Xeldan said:
You can trust Thinkmeats' judgement here; this is something he's put thought into and balanced fairly accordingly.
didnt you hear? all i do is crap out ridiculously overpowered items and then put them behind encounters that are too hard / make you jump through too many hoops while channeling the spirit of nero. what an artist codes with me~~
Seriously though, it's simple enough reasoning. For Archaics, prison already has dozens of things in it--combine, huuuge items, and archaics. With all those eggs in the prison basket, is it any wonder the zone is constantly filled with guilds? It defeats the point of adding alternatives. Now that other prison level zones exist, it makes no sense gameplay-wise to keep the prison-level spells exclusive to its parent zone; it'd be like restricting relics to only ntov.
The gems thing for Rust specifically likewise has simple, but solid, reasoning behind it. By deferring the act of trash-clearing to gems, the zone lets players move the cost to wherever they want it--they can still clear with the raid to get the gems before they fight the named, but they can also buy them in /auction or go there in small groups beforehand. If a market for the boney/steely/fleshy/timeless gems appears in /auc, it has the added benefit of giving guilds something to buy from more casual players (a prison-level guild won't give two shits about your carefully-farmed mielech b loot, but they'd be interested in fleshy gems).

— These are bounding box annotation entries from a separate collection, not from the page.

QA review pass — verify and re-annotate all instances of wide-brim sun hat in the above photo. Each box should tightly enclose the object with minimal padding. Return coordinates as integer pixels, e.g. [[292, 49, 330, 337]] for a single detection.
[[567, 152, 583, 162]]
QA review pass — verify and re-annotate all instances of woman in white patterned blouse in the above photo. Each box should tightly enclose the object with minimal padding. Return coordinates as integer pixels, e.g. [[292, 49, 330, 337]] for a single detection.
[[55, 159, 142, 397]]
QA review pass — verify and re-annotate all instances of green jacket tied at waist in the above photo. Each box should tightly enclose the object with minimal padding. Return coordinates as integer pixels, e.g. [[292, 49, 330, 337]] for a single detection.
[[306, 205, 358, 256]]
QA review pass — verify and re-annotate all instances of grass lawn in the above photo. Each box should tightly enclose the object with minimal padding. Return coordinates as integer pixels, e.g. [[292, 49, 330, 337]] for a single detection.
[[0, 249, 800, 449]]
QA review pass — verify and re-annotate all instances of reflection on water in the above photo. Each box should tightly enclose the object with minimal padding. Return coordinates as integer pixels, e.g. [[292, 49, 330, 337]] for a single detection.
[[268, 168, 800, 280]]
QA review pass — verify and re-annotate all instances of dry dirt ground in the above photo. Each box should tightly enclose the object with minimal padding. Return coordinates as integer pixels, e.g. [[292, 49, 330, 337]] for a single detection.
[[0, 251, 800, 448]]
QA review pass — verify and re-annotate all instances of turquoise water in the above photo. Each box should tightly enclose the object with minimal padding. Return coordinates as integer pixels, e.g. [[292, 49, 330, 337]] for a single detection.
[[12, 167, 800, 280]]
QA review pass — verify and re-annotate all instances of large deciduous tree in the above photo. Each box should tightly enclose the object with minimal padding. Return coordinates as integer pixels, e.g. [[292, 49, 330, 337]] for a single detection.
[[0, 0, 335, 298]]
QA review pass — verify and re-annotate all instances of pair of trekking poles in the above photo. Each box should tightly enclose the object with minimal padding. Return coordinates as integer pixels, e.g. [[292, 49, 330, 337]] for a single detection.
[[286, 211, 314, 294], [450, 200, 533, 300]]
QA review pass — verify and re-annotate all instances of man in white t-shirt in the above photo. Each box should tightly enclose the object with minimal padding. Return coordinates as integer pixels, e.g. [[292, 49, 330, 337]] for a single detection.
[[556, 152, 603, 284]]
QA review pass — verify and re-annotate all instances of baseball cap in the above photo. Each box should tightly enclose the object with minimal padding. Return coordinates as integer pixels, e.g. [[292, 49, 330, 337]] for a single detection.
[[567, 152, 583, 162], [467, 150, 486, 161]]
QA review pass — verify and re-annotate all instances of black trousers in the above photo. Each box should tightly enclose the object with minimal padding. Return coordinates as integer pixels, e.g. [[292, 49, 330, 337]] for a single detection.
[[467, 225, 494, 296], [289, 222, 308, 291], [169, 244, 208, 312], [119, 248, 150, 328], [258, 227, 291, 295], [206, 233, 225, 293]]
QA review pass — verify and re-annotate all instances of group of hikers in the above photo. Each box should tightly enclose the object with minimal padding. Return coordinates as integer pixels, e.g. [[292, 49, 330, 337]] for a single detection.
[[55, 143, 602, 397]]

Since the guild can defer the timesink of trash-clearing to their wallet, the actual raid process itself can be rapid, making life easier for everyone since you don't have to get your crew together for as long to do as much--killing all four gem-activated nameds doesn't take long at all, compared to clearing motg-manis-mirrors-taeshlin. The events and fights are hard enough that you have to have serious chops to win, but "having chops" and "spending hours" aren't necessarily the same thing. If you don't want to deal with it, then no problem--prison's right where you left it, and it's entirely your decision where you spend your time--but the gem system isn't going anywhere anytime soon; I like the idea enough that I'm willing to give it plenty of time to play itself out.